MiVEC (Mitsubishi Innovative Valve Timing Electronic Control system) engines started in 1992 and are equivalent to Toyota's VVTi technology.

According to Kasujja, the MiVEC is common with the Pajeros, Lancers, Outlander/ASX and Galant. It cuts across petrol and diesel Mitsubishi vehicles. He says the MiVEC is fuel-efficient and has good emission control.

"It is built in a way that at around 120km/h, it cuts down some cylinders operating. Out of four, a computer program automatically cuts down to 2 cylinders purposely to cut on fuel consumption, " He added the same applies to the GDi engines on Pajeros.

At that speed, it has what is called a lean mode which compresses on the consumption to almost half of what is supposed to be consumed.

Common rail

Common rail as a technology cuts across brands. Kasujja says having it on a vehicle depends on what the manufacturer intends to achieve because one can have common rail and say MiVEC for a diesel vehicle but not in petrol.

Aloysious Kawooya, the Quicklane manager at Cooper Motors Corporation says the function of the Common rail is to maintain a certain level of pressure of fuel in the engine.

Kasujja explains that it has a pressure sensor that detects whether the pressure is normal or abnormal. If it is abnormal, it will report to the computer that the pressure has dropped and will send a signal to the dashboard to alert you that you got a problem somewhere with the fuel system. Its aim is to minimize fuel consumption and reduce on emission.

CGi (Charge Gasoline Injection) technology is used by Mercedes to reduce fuel consumption and carbon emission but with the ability to produce high power as well.

Kasujja mentions that the principle of operation of all engines are the same irrespective of car brand, type, size or fuel type but the differences is the technologies brands out in their cars that make slight differences.

"About people becoming fanatics of particular systems say VVTi, they consider factors like fuel consumption, available spare parts, one that technicians know, types of engines are far from their knowledge. And the resale value too is important. Even if the engine is going to disturb them all the time," he notes.

Ford uses DuraTorq TDCi (Turbo Diesel Common rail injection) system in their engines that Aloysious Kawooya, says is also called High-speed engines. He says Ford vehicles have had that technology since 2011 claiming other car manufacturers started in 2015.

He says they are called High-speed engines because a vehicle needs a smaller engine to move a bigger body but with a lot of power unlike in the past when big vehicles needed big engines.
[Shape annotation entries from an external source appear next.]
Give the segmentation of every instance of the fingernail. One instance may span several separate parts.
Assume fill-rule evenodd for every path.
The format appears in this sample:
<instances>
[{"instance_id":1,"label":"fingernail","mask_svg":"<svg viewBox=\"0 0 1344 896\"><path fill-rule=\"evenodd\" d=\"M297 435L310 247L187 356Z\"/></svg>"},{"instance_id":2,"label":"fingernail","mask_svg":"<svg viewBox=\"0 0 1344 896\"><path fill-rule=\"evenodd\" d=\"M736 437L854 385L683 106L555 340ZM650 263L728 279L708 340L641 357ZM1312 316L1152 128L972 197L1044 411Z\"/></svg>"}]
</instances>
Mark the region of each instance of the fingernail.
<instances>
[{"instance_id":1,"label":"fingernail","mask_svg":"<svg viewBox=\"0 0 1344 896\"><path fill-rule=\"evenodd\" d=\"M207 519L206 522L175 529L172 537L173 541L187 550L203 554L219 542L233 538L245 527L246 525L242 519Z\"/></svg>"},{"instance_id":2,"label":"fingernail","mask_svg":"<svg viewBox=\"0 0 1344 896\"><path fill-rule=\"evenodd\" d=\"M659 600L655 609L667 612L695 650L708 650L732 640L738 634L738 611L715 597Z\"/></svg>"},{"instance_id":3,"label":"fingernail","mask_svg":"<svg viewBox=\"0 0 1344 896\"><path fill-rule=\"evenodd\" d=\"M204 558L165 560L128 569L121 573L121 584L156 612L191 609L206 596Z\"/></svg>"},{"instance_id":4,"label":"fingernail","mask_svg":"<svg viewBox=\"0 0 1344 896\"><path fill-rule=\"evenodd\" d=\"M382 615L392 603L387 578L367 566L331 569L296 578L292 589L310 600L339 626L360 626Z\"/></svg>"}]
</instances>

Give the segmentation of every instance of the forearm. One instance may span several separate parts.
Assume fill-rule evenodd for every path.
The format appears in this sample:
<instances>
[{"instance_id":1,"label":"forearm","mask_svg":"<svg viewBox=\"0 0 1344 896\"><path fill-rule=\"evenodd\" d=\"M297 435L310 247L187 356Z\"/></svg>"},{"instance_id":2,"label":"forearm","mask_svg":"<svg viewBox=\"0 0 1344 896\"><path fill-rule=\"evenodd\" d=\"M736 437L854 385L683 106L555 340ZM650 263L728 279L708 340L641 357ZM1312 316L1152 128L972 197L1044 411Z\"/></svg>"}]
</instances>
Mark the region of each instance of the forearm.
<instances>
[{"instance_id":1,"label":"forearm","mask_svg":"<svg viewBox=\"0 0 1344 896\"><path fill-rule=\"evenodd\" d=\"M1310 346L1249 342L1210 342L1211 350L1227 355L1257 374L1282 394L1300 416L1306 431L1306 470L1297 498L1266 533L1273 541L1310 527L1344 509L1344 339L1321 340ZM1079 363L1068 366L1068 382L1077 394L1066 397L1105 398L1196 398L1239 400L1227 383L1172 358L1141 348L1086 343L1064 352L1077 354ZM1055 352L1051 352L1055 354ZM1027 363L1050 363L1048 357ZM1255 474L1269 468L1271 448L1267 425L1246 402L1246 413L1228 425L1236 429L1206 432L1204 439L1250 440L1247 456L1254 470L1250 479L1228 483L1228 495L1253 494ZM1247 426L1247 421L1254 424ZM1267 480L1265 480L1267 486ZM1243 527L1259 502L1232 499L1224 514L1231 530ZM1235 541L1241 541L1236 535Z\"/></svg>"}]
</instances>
Here you need a small engine, power it with a good turbo, engine intercooler and even the positioning of the intercooler matters.

He explains that the system uses exhaust gasses coming from the engine that are supposed to escape through the exhausts. The Turbo takes it back, mixes it at high pressure, pushes it through the intercooler which is supposed to cool the air because it is hot. The Turbo and intercooler work together and can't have one without the other.

The turbo is supposed to make that air at a high speed so that goes into the combustion chamber.

On benefits, Kawooya says it gives enough power and less fuel consumption because it uses more of air and less of fuel but has the same power.

The Duratorq TDCi engine technology is found on a Mazda BT50 and a Ford Ranger. 

D-4D (Direct Injection 4 Cylinder Common Rail Diesel Engine). Diesel is injected as vapour into the engine at high pressure using the common rail. The benefits are lower emissions and better fuel efficiency. It is found in the Toyota Hilux.

Nissan uses the CVTCS (Continuous Valve Timing Control System) engine technology. It is used by Nissan to reduce emissions and fuel consumption and emission output while improving on engine performance.

CVT (Continuous Variable Transmission) is rather known for seamless automatic gear transmission. It is found on the new models of the Toyota RAV4

The bottom line is, car engine technologies are more similar than they are different. They have common objectives of cutting on emissions to save the environment, improve fuel efficiency while improving engine performance.